There are, to put it simply, different ways of seeing. Additionally, there are different ways of telling. When Domoslavski claims that a sin is being committed by an extension of ‘the boundaries of reportage from into the realm of literature’, he is going over well trodden ground. We can at least be certain that Kapuściński was being a selective recorder, the way any story telling vocation permits. Neal Ascherson in the Guardian (Mar 3) came out with a confession in light of this event. ‘Almost all journalists, except for a handful of saints, do on occasion sharpen quotes or slightly shift around times and places to heighten effect.’
The lying traveler spins yarns and tells fine tales. ‘As an author, his job was to inform and entertain,’ came Patrick Galey’s response in The Huffington Post (Mar 6). ‘There is nothing wrong with fictionalizing events, as long as they are presented as such.’ Acherson again: ‘You’re meant to believe what you are being told, but not every literal detail.’ It would, indeed, be hard to take the observations of the last days of Haile Selassie’s court in The Emperor as a literal, unvarnished depiction. Surely the courtiers could not have all been so eloquent, terrified as they had been by their godly sovereign. The issue is one of duty to distinction – by all means dabble in the world of literary reportage, but make that distinction clear.
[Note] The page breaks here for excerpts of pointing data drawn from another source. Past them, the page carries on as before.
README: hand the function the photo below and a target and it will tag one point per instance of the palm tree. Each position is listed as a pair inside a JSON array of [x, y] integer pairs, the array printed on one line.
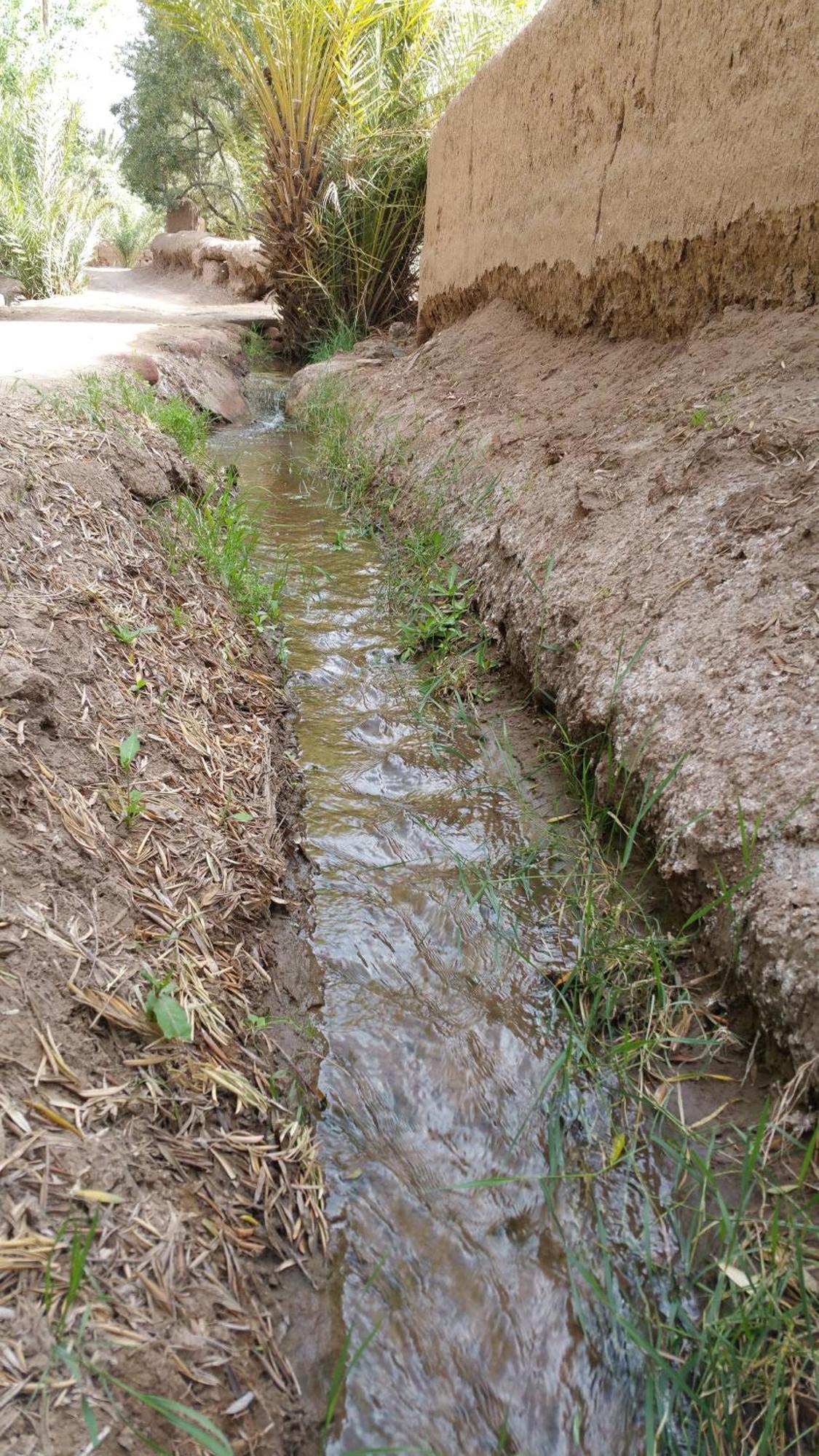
[[295, 62], [346, 94]]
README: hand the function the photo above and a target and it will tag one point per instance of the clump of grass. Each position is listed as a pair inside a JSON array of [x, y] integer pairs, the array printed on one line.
[[256, 346], [339, 340], [218, 532], [215, 529], [427, 596], [101, 400]]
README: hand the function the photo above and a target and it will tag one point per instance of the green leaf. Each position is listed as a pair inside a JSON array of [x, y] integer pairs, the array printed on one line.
[[129, 749], [184, 1419], [91, 1422], [618, 1148], [171, 1018]]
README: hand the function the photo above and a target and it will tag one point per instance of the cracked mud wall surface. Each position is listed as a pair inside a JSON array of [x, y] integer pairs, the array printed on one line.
[[631, 164], [609, 496]]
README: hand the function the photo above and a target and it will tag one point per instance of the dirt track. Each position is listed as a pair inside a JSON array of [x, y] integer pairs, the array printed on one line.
[[122, 311], [656, 500], [191, 1157]]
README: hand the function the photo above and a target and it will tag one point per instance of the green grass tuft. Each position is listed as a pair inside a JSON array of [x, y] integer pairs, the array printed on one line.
[[339, 340]]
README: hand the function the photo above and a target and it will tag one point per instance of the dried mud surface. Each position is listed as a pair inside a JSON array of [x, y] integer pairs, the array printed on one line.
[[630, 164], [612, 497], [202, 1272]]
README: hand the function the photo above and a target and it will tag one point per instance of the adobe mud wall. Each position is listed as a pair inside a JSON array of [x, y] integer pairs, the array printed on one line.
[[631, 164]]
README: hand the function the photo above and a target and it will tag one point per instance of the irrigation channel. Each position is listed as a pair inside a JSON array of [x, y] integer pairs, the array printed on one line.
[[440, 1024]]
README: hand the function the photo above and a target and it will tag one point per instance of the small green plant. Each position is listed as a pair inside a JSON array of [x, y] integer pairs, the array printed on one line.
[[435, 622], [71, 1353], [164, 1008], [336, 341], [129, 751], [218, 531], [124, 633], [133, 807], [257, 1023]]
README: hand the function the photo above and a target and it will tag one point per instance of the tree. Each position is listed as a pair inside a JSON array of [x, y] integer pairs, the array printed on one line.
[[344, 94], [187, 130]]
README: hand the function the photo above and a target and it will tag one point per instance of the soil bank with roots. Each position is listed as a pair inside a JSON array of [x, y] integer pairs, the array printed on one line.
[[649, 503], [189, 1166]]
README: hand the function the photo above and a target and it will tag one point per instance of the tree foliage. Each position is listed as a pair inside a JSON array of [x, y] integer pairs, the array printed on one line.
[[344, 94], [187, 130], [49, 212]]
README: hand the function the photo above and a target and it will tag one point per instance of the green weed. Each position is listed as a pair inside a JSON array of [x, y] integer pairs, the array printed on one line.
[[104, 400], [124, 633], [69, 1352], [164, 1008], [129, 751], [133, 807], [218, 532], [339, 340], [256, 346]]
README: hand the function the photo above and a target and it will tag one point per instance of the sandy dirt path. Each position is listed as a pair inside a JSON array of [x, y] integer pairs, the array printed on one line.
[[123, 311]]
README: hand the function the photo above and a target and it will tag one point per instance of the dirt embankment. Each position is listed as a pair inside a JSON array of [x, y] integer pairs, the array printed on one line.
[[631, 164], [161, 1209], [223, 263], [653, 505]]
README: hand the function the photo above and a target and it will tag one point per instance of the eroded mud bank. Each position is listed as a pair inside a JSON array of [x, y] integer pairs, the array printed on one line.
[[161, 1206], [638, 522]]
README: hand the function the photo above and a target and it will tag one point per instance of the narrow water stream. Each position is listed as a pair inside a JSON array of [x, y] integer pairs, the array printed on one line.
[[439, 1026]]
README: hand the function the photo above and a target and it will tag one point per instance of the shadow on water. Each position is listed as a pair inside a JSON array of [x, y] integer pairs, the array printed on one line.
[[440, 1027]]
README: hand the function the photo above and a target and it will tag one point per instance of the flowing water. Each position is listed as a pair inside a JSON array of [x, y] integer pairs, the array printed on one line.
[[439, 1024]]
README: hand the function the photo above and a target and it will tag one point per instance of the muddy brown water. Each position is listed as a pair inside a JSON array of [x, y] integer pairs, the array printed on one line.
[[439, 1023]]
A useful recent parallel might be Bruce Chatwin, one of Britain’s leading authors of the travel genre who perished at the hands of what was deemed an unusual Chinese disease transacted through a bat bite (in truth, AIDS). Chatwin’s Song Lines and In Patagonia are descriptive and inventive, ‘embroidered’ and layered. Fellow travel writer Paul Theroux, who felt that the eye’s impressions had to be recorded without lying, had this to say about his late colleague in writing: ‘How had he traveled from here to there? How had he met this or that person? Life was never so neat as Bruce made out.’ Chatwin’s preference, in his own words, was not to ‘believe in coming clean.’
As Thompson himself suggested in his account of the US Presidential campaign trail in 1972, objective journalism is itself a fiction. ‘With the possible exception of things like box scores, race results, and stock market tabulations, there is no such thing as Objective Journalism. The phrase itself is a contradiction in terms.’ With the recent controversy, one is left to ponder one journalist’s word against the other, surely a rather sorry state of affairs. To hell, it would seem, with neatness and open your doors to the lying traveler.